Cosign verification checks the workflow path. If you move the workflow to a new file path or rename the branch, every existing signature becomes unverifiable. Use --certificate-identity-regexp for some flexibility, but don’t make it so loose that anyone can publish from any branch and pass.

7.3 Attesting without verifying predicate values

Adding an attestation that says “accuracy 0.5” doesn’t help if nobody checks the value. Wire predicate conditions into Kyverno or your in-process verifier. Otherwise the attestation is decoration.

7.4 SBOM without licenses

A CycloneDX SBOM that omits the dataset license fields is half-useful. The licensing of training data is one of the things you most want to track. Make license fields required in your SBOM generation tooling and reject SBOMs missing them.

8. Troubleshooting

Three common failure modes.

8.1 Verification fails on identical model

A model that verified yesterday fails today. Most often: Sigstore’s certificate is short-lived and the Rekor log entry’s inclusion proof requires a fresh timestamp. Make sure your verifier connects to Rekor (--rekor-url if you’re not using the public instance) and your environment’s CA bundle is up to date.

8.2 Kyverno policy admits unsigned models

The policy validationFailureAction: Audit only logs violations rather than blocking. Make sure your production environment uses Enforce. Common mistake when copying a policy from staging.

8.3 SBOM generation OOMs

A model with millions of parameters and a multi-GB training set can produce a CycloneDX SBOM that takes hundreds of MB to generate, mostly from naive serialization. Use streaming JSON writers and aggregate dataset components instead of listing every file.

9. Wrapping Up

ML supply chain security in 2025 has the same shape as software supply chain security circa 2022: the tools are there, the patterns are there, and what’s missing is operational discipline. Sign every artifact, attach an SBOM, verify at every consumer, and refuse to run anything that doesn’t pass. The hardest part is organizational, not technical.

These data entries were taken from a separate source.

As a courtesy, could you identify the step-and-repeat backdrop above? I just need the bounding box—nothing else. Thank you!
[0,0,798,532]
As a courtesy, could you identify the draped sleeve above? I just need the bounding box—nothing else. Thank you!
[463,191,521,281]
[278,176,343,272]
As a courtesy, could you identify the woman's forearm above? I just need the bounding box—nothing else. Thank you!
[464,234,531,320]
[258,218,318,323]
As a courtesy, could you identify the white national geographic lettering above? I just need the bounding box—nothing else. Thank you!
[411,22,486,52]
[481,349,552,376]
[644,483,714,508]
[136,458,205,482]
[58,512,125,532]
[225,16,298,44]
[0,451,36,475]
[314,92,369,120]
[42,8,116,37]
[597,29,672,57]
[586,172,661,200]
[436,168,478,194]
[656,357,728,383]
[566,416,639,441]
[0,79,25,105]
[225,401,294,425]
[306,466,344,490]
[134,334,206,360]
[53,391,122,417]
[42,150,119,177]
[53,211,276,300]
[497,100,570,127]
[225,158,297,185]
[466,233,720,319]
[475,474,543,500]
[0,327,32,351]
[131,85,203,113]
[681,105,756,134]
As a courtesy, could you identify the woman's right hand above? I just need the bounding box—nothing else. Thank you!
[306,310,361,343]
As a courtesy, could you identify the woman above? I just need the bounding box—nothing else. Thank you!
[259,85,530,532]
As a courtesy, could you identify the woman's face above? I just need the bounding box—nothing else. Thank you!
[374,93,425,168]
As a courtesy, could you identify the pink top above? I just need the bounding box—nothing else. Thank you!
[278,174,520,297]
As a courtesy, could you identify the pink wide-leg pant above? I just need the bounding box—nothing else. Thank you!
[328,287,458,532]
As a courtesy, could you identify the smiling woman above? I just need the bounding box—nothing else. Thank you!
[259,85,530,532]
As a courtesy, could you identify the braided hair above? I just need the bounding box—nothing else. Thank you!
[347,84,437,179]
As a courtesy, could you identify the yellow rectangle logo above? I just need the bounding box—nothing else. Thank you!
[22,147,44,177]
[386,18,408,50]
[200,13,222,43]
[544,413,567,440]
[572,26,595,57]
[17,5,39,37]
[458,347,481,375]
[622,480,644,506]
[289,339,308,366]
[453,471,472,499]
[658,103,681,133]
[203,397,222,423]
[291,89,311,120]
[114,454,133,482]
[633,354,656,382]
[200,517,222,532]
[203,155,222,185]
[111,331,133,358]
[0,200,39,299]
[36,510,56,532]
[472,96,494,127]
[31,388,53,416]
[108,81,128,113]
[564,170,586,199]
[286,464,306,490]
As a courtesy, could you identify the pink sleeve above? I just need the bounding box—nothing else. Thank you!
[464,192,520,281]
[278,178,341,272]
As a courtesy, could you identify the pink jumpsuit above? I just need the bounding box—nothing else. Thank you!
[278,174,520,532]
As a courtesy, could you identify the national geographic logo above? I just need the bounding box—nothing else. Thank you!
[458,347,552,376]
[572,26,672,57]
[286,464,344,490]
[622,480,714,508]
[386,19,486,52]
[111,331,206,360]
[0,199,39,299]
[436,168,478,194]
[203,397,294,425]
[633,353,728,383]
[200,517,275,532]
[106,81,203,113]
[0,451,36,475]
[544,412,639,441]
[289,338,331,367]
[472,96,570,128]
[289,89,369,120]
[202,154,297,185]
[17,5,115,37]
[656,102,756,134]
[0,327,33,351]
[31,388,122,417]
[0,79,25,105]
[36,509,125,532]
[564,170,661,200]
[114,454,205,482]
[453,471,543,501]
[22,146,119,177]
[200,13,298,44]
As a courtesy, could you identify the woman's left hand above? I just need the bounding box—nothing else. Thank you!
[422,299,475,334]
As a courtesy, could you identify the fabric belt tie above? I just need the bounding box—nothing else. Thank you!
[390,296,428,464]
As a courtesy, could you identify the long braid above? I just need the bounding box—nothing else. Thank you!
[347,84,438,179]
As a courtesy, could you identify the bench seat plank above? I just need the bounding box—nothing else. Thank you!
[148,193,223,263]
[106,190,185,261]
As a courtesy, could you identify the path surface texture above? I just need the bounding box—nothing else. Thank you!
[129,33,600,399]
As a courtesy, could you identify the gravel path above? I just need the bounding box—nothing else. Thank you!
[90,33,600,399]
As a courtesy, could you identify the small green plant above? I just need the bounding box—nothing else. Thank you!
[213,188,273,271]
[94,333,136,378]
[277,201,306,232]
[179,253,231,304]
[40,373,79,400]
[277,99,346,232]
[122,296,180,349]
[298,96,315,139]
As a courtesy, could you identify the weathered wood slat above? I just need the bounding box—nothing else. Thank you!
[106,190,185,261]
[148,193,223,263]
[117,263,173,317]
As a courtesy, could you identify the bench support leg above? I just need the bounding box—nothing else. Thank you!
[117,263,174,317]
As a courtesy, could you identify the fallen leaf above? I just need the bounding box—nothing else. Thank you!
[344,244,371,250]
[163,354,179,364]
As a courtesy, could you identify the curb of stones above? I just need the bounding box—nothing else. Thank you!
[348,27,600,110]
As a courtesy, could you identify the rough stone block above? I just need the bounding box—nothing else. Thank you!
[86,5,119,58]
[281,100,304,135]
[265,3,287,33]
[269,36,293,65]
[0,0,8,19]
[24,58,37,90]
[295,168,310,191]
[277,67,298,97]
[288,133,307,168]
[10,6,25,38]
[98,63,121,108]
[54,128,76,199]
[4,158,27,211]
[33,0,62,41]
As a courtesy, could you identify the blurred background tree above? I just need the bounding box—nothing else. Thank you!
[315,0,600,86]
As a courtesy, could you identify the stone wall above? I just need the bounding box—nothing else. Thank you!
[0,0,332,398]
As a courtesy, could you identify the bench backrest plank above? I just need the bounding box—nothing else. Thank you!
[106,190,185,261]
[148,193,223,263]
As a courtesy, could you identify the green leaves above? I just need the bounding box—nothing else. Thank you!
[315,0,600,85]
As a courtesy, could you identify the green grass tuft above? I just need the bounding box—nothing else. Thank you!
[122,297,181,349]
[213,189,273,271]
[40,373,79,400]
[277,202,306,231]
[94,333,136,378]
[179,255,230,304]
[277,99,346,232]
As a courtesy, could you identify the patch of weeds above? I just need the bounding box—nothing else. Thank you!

The signature-and-attestation pattern composes nicely with the other security layers in this series. Combined with the DevSecOps pipeline for producing signed artifacts and Kyverno policies for enforcement, you have a coherent story for “this model is the one we think it is, trained on data we authorized, with quality and safety we measured.”

For more reading, the Sigstore documentation covers signing and verification in depth, the CycloneDX ML-BOM spec describes the SBOM schema, and the in-toto attestation spec is the underlying standard. This closes out the September security series; the next series picks up with hands-on agent engineering.